The aluminium piston’s design uses the company’s DuraBowl process (earlier post) to create a reinforced combustion bowl rim to withstand the high mechanical and thermal loads. The thermal performance comes from a raised cooling gallery, made possible by Federal-Mogul’s development of a two-dimensional (2D) ultrasonic inspection process.
Federal-Mogul’s DuraBowl process re-melts the alloy around the rim of the piston’s combustion bowl, refining the aluminium’s microstructure and improving the fatigue strength of the material. To ensure control of key parameters, every bowl is tested using the company’s proprietary eddy current process, which detects imperfections below the metal’s surface.
The piston’s raised gallery places the cooling oil as close to the piston bowl as possible to achieve maximum cooling.
The cooler running of the piston enables durability and also reduces internal friction. This technology will play a significant role in enabling OEMs to introduce more efficient downsized diesel engines with improved fuel economy and CO2 emissions.—Arnd Baberg, Chief Engineer Piston Product Engineering, Federal-Mogul
|Federal-Mogul's 2D ultrasonic inspection technique enables high performance pistons for diesel downsizing. Click to enlarge.|
Positioning the oil gallery closer to the piston’s rim and bowl required a major advance in the precision and reliability of the casting process. Federal-Mogul has developed a new 2D ultrasonic inspection technique that has given the company a much deeper understanding of the process and tighter control of quality.
Standard, one-dimensional ultrasonic testing can identify defects but cannot quantify their size and position, said Baberg. The new 2D ultrasonic process provides 125,000 data points in 30 seconds. Using the technique, Federal-Mogul engineers can accurately determine the size and position of defects, providing valuable data for casting process development. The detailed information produced by the non-destructive test also ensures consistent quality in the finished high-precision components, he said.
Federal-Mogul validated the technology by dissecting and sampling hundreds of pistons, correlating the ultrasonic images against destructive testing methods. The research resulted in the development of software tools as well as a number of key physical parameters such as probe geometry, wavelength, beam geometry and focus.
Premium vehicle manufacturers are introducing higher power diesel engines that improve dynamic performance, CO2 emissions and fuel economy, but power outputs of more than 90kW/liter have long challenged piston designs, Federal Mogul notes.

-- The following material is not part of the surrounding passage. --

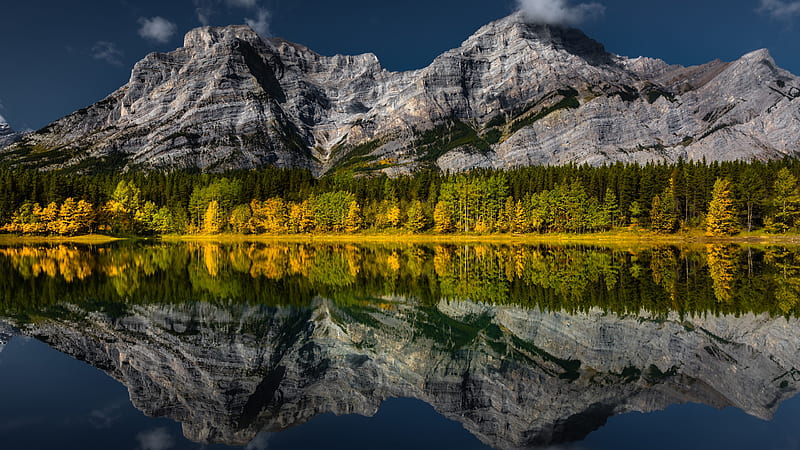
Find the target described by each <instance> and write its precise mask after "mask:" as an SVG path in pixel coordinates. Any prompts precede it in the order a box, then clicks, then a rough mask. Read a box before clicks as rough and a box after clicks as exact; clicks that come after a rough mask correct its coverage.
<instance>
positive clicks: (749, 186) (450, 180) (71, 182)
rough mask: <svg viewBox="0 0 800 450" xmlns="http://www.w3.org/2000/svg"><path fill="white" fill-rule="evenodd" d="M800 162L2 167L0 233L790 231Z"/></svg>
mask: <svg viewBox="0 0 800 450" xmlns="http://www.w3.org/2000/svg"><path fill="white" fill-rule="evenodd" d="M798 176H800V163H798V161H797V160H795V159H785V160H780V161H772V162H759V161H754V162H741V161H738V162H714V163H705V162H685V161H679V162H677V163H674V164H646V165H638V164H621V163H619V164H613V165H603V166H600V167H593V166H587V165H583V166H576V165H569V166H557V167H555V166H537V167H526V168H518V169H511V170H484V169H481V170H473V171H471V172H468V173H462V174H445V173H441V172H439V171H436V170H426V171H422V172H418V173H416V174H414V175H409V176H401V177H397V178H389V177H386V176H378V177H375V176H373V177H365V176H354V175H353V174H352V173H337V174H334V175H330V176H326V177H322V178H319V179H317V178H314V177H313V176H312V174H311V173H310V172H308V171H305V170H297V169H277V168H265V169H259V170H248V171H244V170H243V171H231V172H225V173H219V174H207V173H191V172H182V171H174V172H168V173H163V172H108V173H96V174H91V175H80V174H78V175H76V174H75V173H70V172H61V171H49V172H42V171H38V170H33V169H21V168H12V167H7V166H6V167H0V224H2V226H1V227H0V230H1V231H2V232H5V233H13V234H24V235H62V236H70V235H78V234H86V233H98V232H99V233H106V234H113V235H122V236H132V235H138V236H148V235H164V234H218V233H235V234H292V233H355V232H386V233H391V232H404V233H431V234H440V233H468V234H473V233H474V234H488V233H514V234H524V233H592V232H600V231H608V230H613V229H618V228H628V229H637V230H638V229H646V230H651V231H653V232H657V233H675V232H678V231H686V230H702V231H704V232H705V233H706V234H708V235H733V234H736V233H739V232H742V231H748V232H750V231H754V230H761V231H764V232H768V233H790V232H794V231H796V229H797V227H798V225H800V189H798Z"/></svg>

Increasing the specific power output produces higher mechanical loads and temperatures, making a piston’s heat dissipation as important as its strength. Our aluminium piston can operate efficiently under higher thermal and mechanical loads than previously possible, without the risk of engine oil cracking and carbon deposit formation associated with a steel piston. By combining all our process and materials expertise, Federal-Mogul has produced an aluminium piston with the durability and the thermal characteristics that high-power diesels require. These advances mean that aluminium pistons can retain their leading position in diesel engines for light vehicles for some time to come.—Gian Maria Olivetti, Federal-Mogul’s vice president for Technology and Innovation, Powertrain Energy
The piston was developed at Federal-Mogul’s center for aluminium piston development and production in Nuremberg, Germany.